Wenn Sie ständig Überstunden arbeiten und mehr als empfohlen werden, lassen Sie uns Sie daran erinnern, wie wichtig es ist, eine Lösung zu finden, um mehr Ruhe zu erhalten. Neue Forschung deutet darauf hin, dass Frauen, die für viele Stunden arbeiten, mehr anfällig für Depressionen sind als Männer, die gleichzeitig arbeiten [...]
Wenn Sie ständig Überstunden arbeiten und mehr als empfohlen werden, lassen Sie uns Sie daran erinnern, wie wichtig es ist, eine Lösung zu finden, um mehr Ruhe zu erhalten.
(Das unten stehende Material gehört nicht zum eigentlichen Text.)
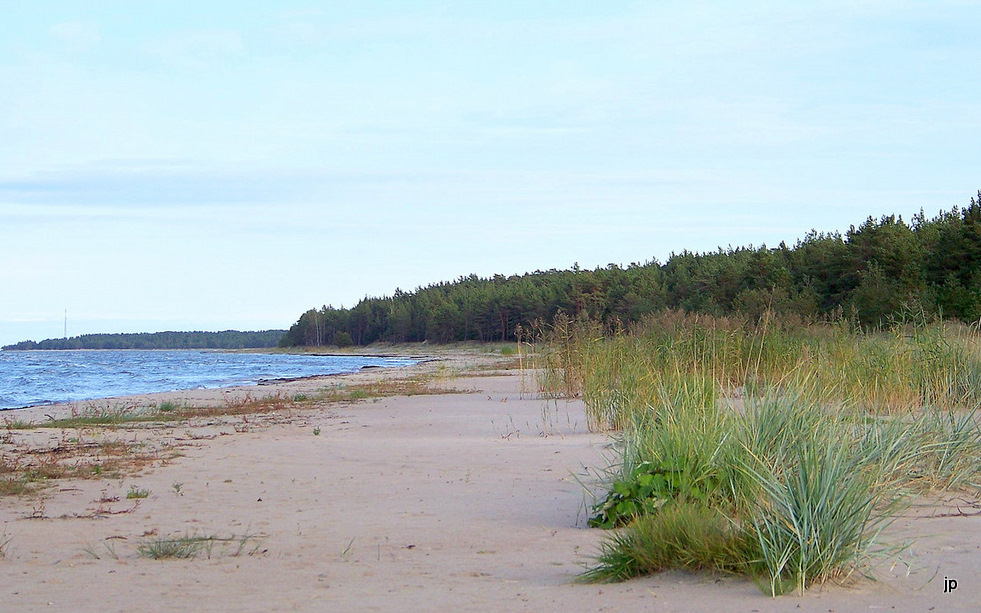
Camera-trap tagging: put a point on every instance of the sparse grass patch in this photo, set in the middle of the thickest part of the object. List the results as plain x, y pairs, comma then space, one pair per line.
136, 492
191, 546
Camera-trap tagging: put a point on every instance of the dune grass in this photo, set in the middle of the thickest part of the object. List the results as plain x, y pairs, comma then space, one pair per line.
779, 451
Neue Forschung deutet darauf hin, dass Frauen, die für viele Stunden arbeiten, mehr anfällig für Depressionen sind als Männer, die gleichzeitig arbeiten. Forschung sagt auch, dass Wochenendarbeit auch zu verschiedenen psychischen - gesundheitlichen Problemen beitragen kann.
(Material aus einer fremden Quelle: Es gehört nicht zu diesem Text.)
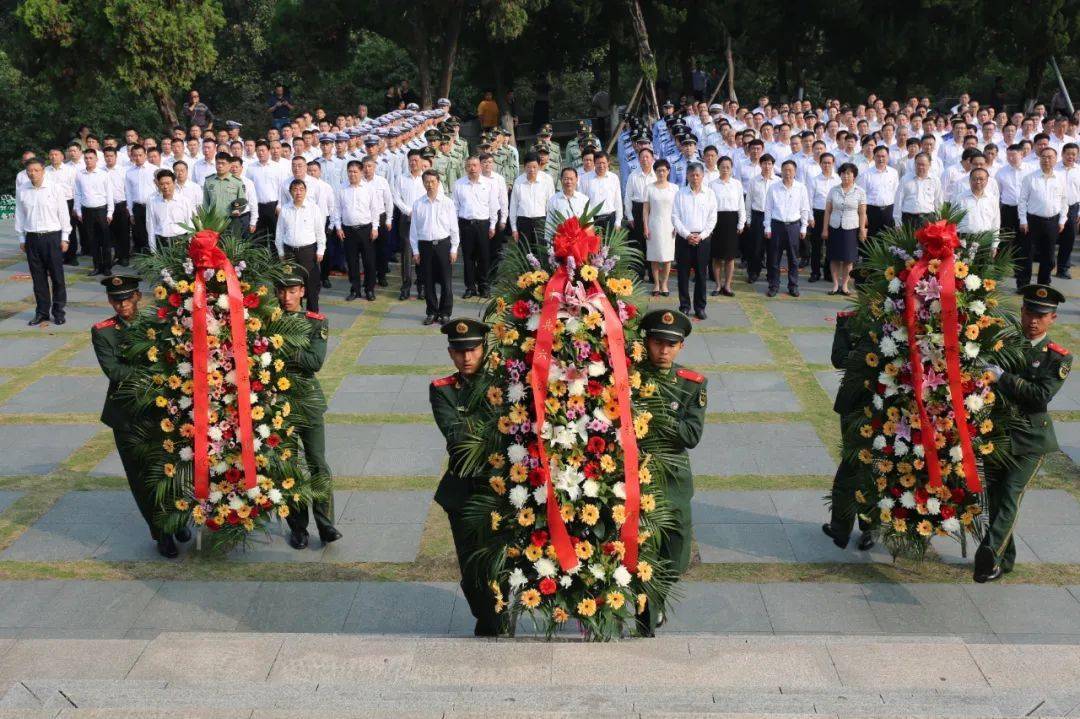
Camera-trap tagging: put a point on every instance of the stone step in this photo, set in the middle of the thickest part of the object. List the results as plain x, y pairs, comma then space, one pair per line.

Dies ist, weil Unzufriedenheit mit der Arbeit dazu beitragen kann, Gefühle zu deprimieren.
Tests von Daten mit 22.000 Arbeitern haben ergeben, dass Frauen, die lange Stunden gearbeitet haben (mehr als 55 Stunden pro Woche) 7,3% eher depressive Symptome haben als Frauen, die 35-40 Stunden pro Woche arbeiten.
Wissenschaftler haben auch betont, dass die Arbeit an Wochenenden mit einem höheren Risiko von Depressionen in den beiden Geschlechtern verbunden ist, bei denen Frauen an Wochenenden 4,6% Chancen haben, depressiver zu sein, sogar Männer 3,4%.
Sie haben betont, dass die Verbindung zwischen Wochenendarbeit und Depressionen sein könnte, weil Wochenendarbeiter auch weniger bezahlte Arbeitsplätze tun, wo Depressionen mehr vorhanden sind.